Search code examples
pythonselenium-webdriverweb-scrapingfirefoxwebdriverwait

WebDriverWait is getting the title, but javascript, or something is changing the browser's title after the page has loaded


I'm using selenium to rename and sort the medium to a folder based on the title of the page, but the page is still loading content in the background and the title of the page changes after firefox has finished downloading and displaying the content.

Whenever I click on an episode of a docuseries that isn't the first episode in the series is when this problem happens. It is returning the episode name and not the title of the series, but after the background content has finished loading the browser's title and the text of the html tag I'm after changes to the title of the series which is what I want.enter image description here

I've been searching google, plus searching here on stackoverflow.com for days. I've been through almost every part of the selenium module trying different things, plus I've been through every part of the webpage hoping to find something that I can use to get selenium to wait for the content to finish loading, with no luck.

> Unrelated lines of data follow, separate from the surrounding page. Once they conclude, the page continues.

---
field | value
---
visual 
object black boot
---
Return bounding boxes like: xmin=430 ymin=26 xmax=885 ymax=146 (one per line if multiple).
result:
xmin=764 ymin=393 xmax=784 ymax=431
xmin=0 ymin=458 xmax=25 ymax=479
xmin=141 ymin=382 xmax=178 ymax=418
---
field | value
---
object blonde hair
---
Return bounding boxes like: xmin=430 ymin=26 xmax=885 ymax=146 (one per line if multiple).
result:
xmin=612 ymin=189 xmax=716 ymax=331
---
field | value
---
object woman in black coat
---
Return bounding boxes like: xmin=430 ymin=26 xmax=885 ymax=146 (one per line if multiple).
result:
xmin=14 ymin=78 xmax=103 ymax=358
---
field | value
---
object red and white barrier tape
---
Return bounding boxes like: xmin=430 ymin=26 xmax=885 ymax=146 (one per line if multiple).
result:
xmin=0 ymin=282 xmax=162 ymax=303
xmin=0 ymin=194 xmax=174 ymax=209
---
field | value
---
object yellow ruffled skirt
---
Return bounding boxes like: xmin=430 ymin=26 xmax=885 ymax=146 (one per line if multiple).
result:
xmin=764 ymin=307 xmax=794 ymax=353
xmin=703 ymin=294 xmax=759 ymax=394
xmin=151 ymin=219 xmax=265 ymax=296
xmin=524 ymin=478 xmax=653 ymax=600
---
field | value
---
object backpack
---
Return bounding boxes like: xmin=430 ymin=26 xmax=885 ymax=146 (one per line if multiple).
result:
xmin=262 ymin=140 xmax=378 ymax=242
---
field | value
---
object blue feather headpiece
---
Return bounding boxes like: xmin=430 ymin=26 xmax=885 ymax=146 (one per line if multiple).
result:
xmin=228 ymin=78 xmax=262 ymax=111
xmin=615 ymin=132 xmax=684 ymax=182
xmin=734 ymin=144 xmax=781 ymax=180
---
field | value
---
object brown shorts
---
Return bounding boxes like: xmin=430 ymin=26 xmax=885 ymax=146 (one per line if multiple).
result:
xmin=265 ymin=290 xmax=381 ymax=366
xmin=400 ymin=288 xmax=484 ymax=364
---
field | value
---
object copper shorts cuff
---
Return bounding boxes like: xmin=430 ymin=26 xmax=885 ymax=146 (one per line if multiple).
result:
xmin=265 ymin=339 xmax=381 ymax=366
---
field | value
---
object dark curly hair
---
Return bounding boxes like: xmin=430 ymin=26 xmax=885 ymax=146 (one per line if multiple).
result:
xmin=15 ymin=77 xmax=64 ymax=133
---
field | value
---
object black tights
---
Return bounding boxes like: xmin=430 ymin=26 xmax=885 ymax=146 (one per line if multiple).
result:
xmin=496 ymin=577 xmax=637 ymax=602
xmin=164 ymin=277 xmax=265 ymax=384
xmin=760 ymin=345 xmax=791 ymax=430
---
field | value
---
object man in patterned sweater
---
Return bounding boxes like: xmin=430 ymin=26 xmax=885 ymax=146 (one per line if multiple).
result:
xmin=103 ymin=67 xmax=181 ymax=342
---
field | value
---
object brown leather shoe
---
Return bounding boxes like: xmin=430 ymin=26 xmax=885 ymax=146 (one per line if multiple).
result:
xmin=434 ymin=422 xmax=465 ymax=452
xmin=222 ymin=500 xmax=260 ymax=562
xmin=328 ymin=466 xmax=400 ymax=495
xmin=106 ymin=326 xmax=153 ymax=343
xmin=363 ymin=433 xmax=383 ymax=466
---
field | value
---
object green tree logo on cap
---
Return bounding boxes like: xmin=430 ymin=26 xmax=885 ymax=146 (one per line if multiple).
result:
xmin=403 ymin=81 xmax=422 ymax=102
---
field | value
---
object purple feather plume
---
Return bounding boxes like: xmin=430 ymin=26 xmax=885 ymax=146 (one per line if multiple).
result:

Also, it was recommended in an answer from another question to use WebDriverWait with expected_conditions and to try to avoid time.sleep with selenium, and I get that. Even on a high speed internet connection there are a number of things that can slow down the load time of a webpage which would make time.sleep inconsistent.

I started out with the title itself using...

import selenium.webdriver.support.expected_conditions as ec
from selenium.webdriver.support.wait import WebDriverWait

browser = Firefox()
wait = WebDriverWait(driver = browser, timeout = 30)

browser.get('https://curiositystream.com/video/3558')
wait.until_not(ec.title_is(current_title))

But, for the moment I've settled with this. The problem I'm having isn't happening as frequently with this, but the problem is still there.

print(wait.until(
    ec.visibility_of_element_located((
        'xpath',
        '//button[@aria-expanded="false" and @class="inline-block cursor-pointer"]'
        '/span[@class="leading-tight text-lg tablet:text-2xl font-normal" and contains(@aria-label,"Show")]'
    ))).text, end = ' ')

if len(browser.find_elements(
        by = 'xpath',
        value = '//div[@class="pt-4"]/p[@class="font-medium text-light pt-2"]'
)) > 0:
    print('(Docuseries)')
else:
    print('(Documentary)')

This isn't the actual source of what I have written, but it can reproduce the problem I'm having. I'm hoping someone is willing to explore through selenium and Curiosity Stream to help me come up with a solution that works without using time.sleep.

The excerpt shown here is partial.